65.82038651004169% of recidivists are classified correctly by COMPAS.
Precision gives the postive predictive value. That is, given that a prediction to recidivate was made, the percentage of people who did actually recidivate among the people predicted to recidivate  was :63.445544554455445
Recall is the percentage who did recidivate in accordance with the prediction with respect to all those who did recidivate, whether predicted or not.  The recall is 64.51872734595247


**c. Note the accuracy of the COMPAS classification, and also how its errors were distributed. Would you feel comfortable having a judge use COMPAS to inform your sentencing guidelines? At what point would the error/misclassification risk be acceptable for you?**

Note: Given that judges are also not perfect, I will not consider 'zero error' an acceptable answer if you do not also consider human error in your answer.
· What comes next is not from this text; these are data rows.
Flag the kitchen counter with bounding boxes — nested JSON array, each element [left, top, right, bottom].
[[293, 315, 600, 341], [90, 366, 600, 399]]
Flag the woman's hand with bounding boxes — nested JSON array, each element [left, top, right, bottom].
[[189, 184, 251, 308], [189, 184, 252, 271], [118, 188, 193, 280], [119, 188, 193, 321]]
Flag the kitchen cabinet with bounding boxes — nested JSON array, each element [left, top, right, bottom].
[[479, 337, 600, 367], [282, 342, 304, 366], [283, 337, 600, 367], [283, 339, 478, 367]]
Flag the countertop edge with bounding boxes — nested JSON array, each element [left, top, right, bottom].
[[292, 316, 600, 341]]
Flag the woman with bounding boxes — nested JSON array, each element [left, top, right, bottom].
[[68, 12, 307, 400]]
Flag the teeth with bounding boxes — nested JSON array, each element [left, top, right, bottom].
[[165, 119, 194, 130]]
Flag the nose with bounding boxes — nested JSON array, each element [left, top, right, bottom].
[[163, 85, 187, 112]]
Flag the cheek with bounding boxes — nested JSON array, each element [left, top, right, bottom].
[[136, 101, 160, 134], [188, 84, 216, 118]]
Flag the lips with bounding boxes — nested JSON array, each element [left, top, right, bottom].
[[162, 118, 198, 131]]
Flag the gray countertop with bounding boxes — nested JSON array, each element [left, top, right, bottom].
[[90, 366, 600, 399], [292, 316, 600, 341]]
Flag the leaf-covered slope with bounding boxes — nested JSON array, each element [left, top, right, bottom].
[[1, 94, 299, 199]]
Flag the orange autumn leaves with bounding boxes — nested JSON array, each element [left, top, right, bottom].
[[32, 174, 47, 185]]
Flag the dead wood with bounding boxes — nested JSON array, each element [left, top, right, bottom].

The values calculated in part b indicate that there is a considerable number of recidivists classified incorrectly: all the measures calculated showed a 35 to 40% error rate. Due to this, I don't think COMPAS currently is a fair method of deciding sentencing guidelines. To become reliable, we need a much smaller error rate: 2-5% would be acceptable.

**d. Now, you will repeat your confusion matrix calculation and analysis from 1b. But this time for subsets of the population, first for only African-American individuals, and then for Caucasians.** 

* How accurate is the COMPAS classification for African-American individuals? For Caucasians?
* What are the false positive rates? (FP / (FP + TN)) 
* The false negative rates? (FN / (FN + TN)) 


In [6]:
compasaa = compas[compas.race == "African-American"]
compascauc = compas[compas.race == "Caucasian"]



riskmatrixaa = confusion_matrix(compasaa.two_year_recid, compasaa.score_text)

accuracyaa = accuracy_score(compasaa.two_year_recid, compasaa.score_text)
precisionaa = precision_score(compasaa.two_year_recid, compasaa.score_text)
recallaa = recall_score(compasaa.two_year_recid, compasaa.score_text)

riskmatrixaa = confusion_matrix(compasaa.two_year_recid, compasaa.score_text)
(tnaa, fpaa, fnaa, tpaa) = confusion_matrix(compasaa.two_year_recid, compasaa.score_text).ravel()

print(str(accuracyaa* 100)+ "% of African American recidivists are classified correctly.")
print("The precision for African American recidivists is " + str(precisionaa* 100))
print("The recall for African American recidivists" + str(recallaa* 100))



riskmatrixcauc = confusion_matrix(compascauc.two_year_recid, compascauc.score_text)
(tnc, fpc, fnc, tpc) = confusion_matrix(compascauc.two_year_recid, compascauc.score_text).ravel() 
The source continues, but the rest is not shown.